Hold the Starships -- an Interview with Kim Stanley Robinson on Mars Settlement, Socialists in Space, Extraterrestrial Intelligence, Immortality, and the Purpose of Science Fiction
Kim Stanley Robinson, 2017, photo by Gage Skidmore, Wikicommons |
Kim Stanley Robinson is one of the most respected contemporary sf writers. While his Mars trilogy, completed in 1992, inspired Mars settlement enthusiasts, his more recent work, often depicting the ramifications of global warming, is part of the “cli-fi” (climate fiction) movement. I conversed with him via email in spring 2019, while researching Star Settlers: The Billionaires, Geniuses, and Crazed Visionaries Out to Conquer the Universe (Pegasus Books, forthcoming August, 2020). My main interest was in his 2015 novel Aurora which describes a failed mission to settle a distant star system, leading the protagonist to conclude that star settling was ill-advised. As it turns out, KSR has never been set on conquering the universe.
Does
Aurora fairly
sum up your views on the limitations of interstellar travel for humanity? Or
are you describing just one possible outcome of the effort to settle a "Goldilocks"
planet? Do you think that given the opportunity, in the next say 1,000 years,
Aurora-like missions, nevertheless, might take place?
Aurora does fairly sum up my views, although it’s also the case that it describes a single example of interstellar travel, so it is not comprehensive by itself. But some characters in it talk about other cases, so the general situation gets discussed in this particular case study, so to speak. I think that although some of the problems that my characters experience are particular to their situation, many of these problems are going to be facing anyone trying the same things.
As to what might happen in the next thousand years, that’s hard to say. I set Aurora hundreds of years into the future, to allow time to build and propel such a massive thing as Ship (and its lost twin) toward Tau Ceti, so to some extent I did try to imagine what might happen in the far future. But this was to make the realism of the exercise a little sturdier. We are nowhere near ready to launch a starship with people inside it (the case of a tiny robotic probe is different) so it is already an exercise in thinking “what might happen in the next thousand years.” And as such, the book does imagine that there might be people who are interested enough in the project to want to pursue it, no matter the obstacles.

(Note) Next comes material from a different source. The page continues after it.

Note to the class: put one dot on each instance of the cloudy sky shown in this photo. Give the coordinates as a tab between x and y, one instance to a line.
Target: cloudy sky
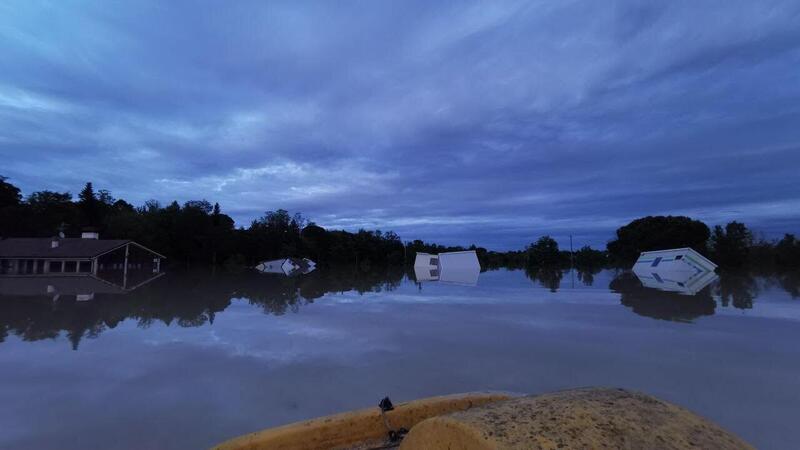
459	122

If they do, they will be ignoring
some of the unsolvable problems that get pointed out in Aurora. By
unsolvable, I mean there is no future technology or human development that I
believe in that can solve them. Here my judgment may be wrong, but I’m trying
to make these judgments based on matters of solidly understood physics, biology,
ecology, etc.
Were there any specific sf works that Aurora was a response to?
No, not really— it was more a matter of the entire sub-genre of science fiction that you might call the starship story, or the multi-generational starship.

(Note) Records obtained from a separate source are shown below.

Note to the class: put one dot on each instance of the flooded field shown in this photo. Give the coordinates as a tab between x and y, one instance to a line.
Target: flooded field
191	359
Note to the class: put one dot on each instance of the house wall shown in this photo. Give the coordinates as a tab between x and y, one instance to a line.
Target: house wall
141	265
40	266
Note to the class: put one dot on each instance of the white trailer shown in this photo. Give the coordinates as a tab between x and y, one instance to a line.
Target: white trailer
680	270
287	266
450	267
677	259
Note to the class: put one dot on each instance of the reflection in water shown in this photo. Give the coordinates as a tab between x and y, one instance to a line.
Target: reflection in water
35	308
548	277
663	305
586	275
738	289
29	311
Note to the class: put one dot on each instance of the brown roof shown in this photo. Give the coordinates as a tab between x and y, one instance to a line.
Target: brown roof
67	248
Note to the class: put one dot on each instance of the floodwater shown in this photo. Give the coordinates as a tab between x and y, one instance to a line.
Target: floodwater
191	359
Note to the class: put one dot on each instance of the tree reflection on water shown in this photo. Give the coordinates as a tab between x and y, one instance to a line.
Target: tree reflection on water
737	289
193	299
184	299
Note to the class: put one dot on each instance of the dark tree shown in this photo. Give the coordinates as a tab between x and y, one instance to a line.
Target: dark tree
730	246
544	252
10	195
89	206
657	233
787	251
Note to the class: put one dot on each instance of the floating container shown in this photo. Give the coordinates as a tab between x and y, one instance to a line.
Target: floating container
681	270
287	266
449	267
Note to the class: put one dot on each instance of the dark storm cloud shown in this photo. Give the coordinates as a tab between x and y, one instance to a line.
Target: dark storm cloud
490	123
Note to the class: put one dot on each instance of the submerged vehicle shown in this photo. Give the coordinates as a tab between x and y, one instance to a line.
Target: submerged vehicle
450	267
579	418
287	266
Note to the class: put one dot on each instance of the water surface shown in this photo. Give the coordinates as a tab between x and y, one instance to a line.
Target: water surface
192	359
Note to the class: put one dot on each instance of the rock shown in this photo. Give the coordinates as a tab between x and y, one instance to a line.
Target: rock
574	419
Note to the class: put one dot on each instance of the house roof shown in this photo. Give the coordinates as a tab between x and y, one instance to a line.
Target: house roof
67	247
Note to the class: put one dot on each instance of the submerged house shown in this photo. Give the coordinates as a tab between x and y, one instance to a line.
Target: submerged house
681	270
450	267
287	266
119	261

It was a response to what you might call the cultural meme, or simply the idea, that humanity is destined for the stars, with sometimes the corollary that if we don’t become a star-faring species, we are in danger of extinction or will have been some kind of failure as a species. This kind of thinking has a beginning or is marked by Tsiolkovsky’s epigram, ‘Earth is humanity’s cradle, but you’re not meant to spend your whole life in your cradle’—something to that effect, I may be mangling the quote, but the import of it is that. This notion which might be older than Tsiolkovsky, has been taken up by a pretty large number of people, maybe even a community of people who believe it to be true. But Tsiolkovsky and all who agree with that sentiment are in my opinion simply wrong. In Tsiolkovsky’s time, we didn’t know enough to judge the case well—even how far away the stars were was in dispute, and the nature of the interstellar medium, the speed of light, the nature of other suns and their planets, and so on. Now that we know more about these things, the case has to be reconsidered. New discoveries in biology (radiation effects, the microbiome, etc.) add physical and ecological problems to the case that it simply isn’t possible. The new paradigm might be that life is a planetary expression, and away from its home planet, life withers and dies. This would explain the Fermi Paradox, and anyway is looking like it may be true.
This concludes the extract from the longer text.